Passover is just about over. Despite news reports of matzah shortages across the country, our family managed to acquire enough boxes to make it through the holiday, with even a few pieces to spare.
If have noticed that I and a lot of my family and friends who observe the basic rules of Passover are getting quite grumpy and fatigued. Our daily routine of toast or a bagel and coffee for breakfast has been replaced by the mostly colorless, odorless, and tasteless matzah cracker, which must be slathered with butter/margarine, and jam to give it some pizazz.
Making a sandwich with matzah is a lesson in futility. Most of the contents of such a concoction end up in your lap with the first bite. There are two exceptions to these culinary disappointments. The first is matzah brei, a dish of scrambled eggs and matzah. The second is matzah balls, usually served in a chicken broth.
There are as many theories as to how one is to make a proper matzah brei or matzah ball as there is over “wet” and “dry” barbecue. But both of these dishes taste wonderful on the first few days of Passover. By the sixth day, even they can cause grumpiness.
Matzah is central to the Passover ritual. In the traditional seder (Hebrew-meaning: order) ritual, the leader of the seder holds up a piece and declares, “This is the bread of…” And that is precisely the moment when most translations of the text fail.
The passage is in Aramaic, unlike the rest of the seder which is in Hebrew. The word in question is anyah. I grew up with the translations which referred to the matzah as the bread of “affliction.” Every time our family got to that word, a cousin would shout, “Yeah, it sure is the bread of afliction-my intestines will be afflicted for a week.”
A more accurate translation would be the bread of “poverty.” It was never about what the bread did to the consumer.
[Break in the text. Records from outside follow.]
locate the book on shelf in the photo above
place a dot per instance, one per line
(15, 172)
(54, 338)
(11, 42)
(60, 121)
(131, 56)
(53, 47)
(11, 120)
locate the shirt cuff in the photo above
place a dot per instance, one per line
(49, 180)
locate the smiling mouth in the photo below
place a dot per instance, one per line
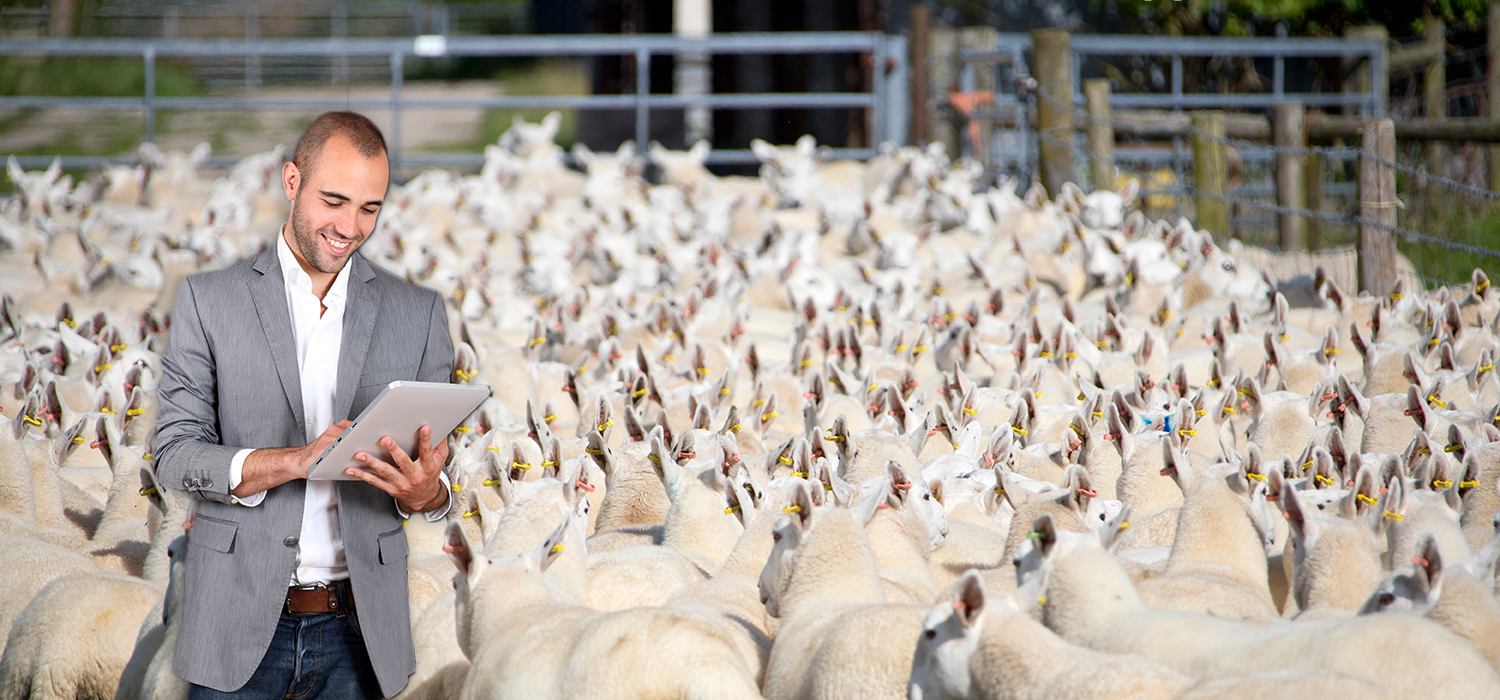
(339, 246)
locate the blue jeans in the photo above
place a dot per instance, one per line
(315, 657)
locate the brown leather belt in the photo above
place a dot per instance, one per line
(336, 597)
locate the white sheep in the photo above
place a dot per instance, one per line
(1092, 603)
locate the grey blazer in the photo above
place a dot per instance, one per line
(230, 381)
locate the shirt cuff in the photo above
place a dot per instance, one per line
(236, 475)
(437, 513)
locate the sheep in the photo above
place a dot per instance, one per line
(903, 534)
(528, 637)
(972, 648)
(1218, 555)
(1337, 558)
(149, 672)
(821, 580)
(1091, 601)
(62, 645)
(1460, 597)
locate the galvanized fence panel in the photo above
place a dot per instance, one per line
(887, 96)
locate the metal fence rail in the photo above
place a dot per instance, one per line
(1011, 99)
(887, 101)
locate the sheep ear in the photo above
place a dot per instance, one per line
(734, 504)
(1043, 535)
(1428, 562)
(1355, 336)
(1302, 526)
(1392, 505)
(552, 547)
(1364, 498)
(1472, 472)
(917, 438)
(801, 505)
(968, 601)
(900, 486)
(635, 432)
(731, 421)
(552, 457)
(596, 448)
(1416, 408)
(1080, 487)
(461, 552)
(1412, 369)
(1113, 528)
(1116, 429)
(536, 427)
(663, 465)
(1176, 466)
(936, 489)
(153, 490)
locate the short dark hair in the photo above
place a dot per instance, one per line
(360, 131)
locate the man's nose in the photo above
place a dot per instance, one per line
(347, 224)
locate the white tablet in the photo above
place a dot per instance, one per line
(399, 411)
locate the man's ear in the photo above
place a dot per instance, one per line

It was all about the bread symbolizing the impoverished state of the Israelites as they departed from Egypt. The text continues, “Let all who are hungry come and eat. Let all who are in want share the Passover seder with us.”
A Muslim friend who had recently attended a seder commented to me, “You guys certainly hold a grudge for a long time. You left Egypt 3,500 years ago, and you are still speaking about it as if it were yesterday.”
Remembering is what Jews do best, and it is remembering that has sustained us as a people, while great civilizations disappear from sight. But remembering without growing and learning is a form of idolatry. It amounts to worshiping the past. The seder ritual for me is an annual reminder that the exodus from Egypt has no meaning unless it puts within us an empathy for the oppressed of the world and an impatience for injustice.
A liberated slave who goes free, is a powerful symbol. A liberated slave who returns to liberate others is truly a champion of the divine. It is that thought which will get me through my matzah blahs.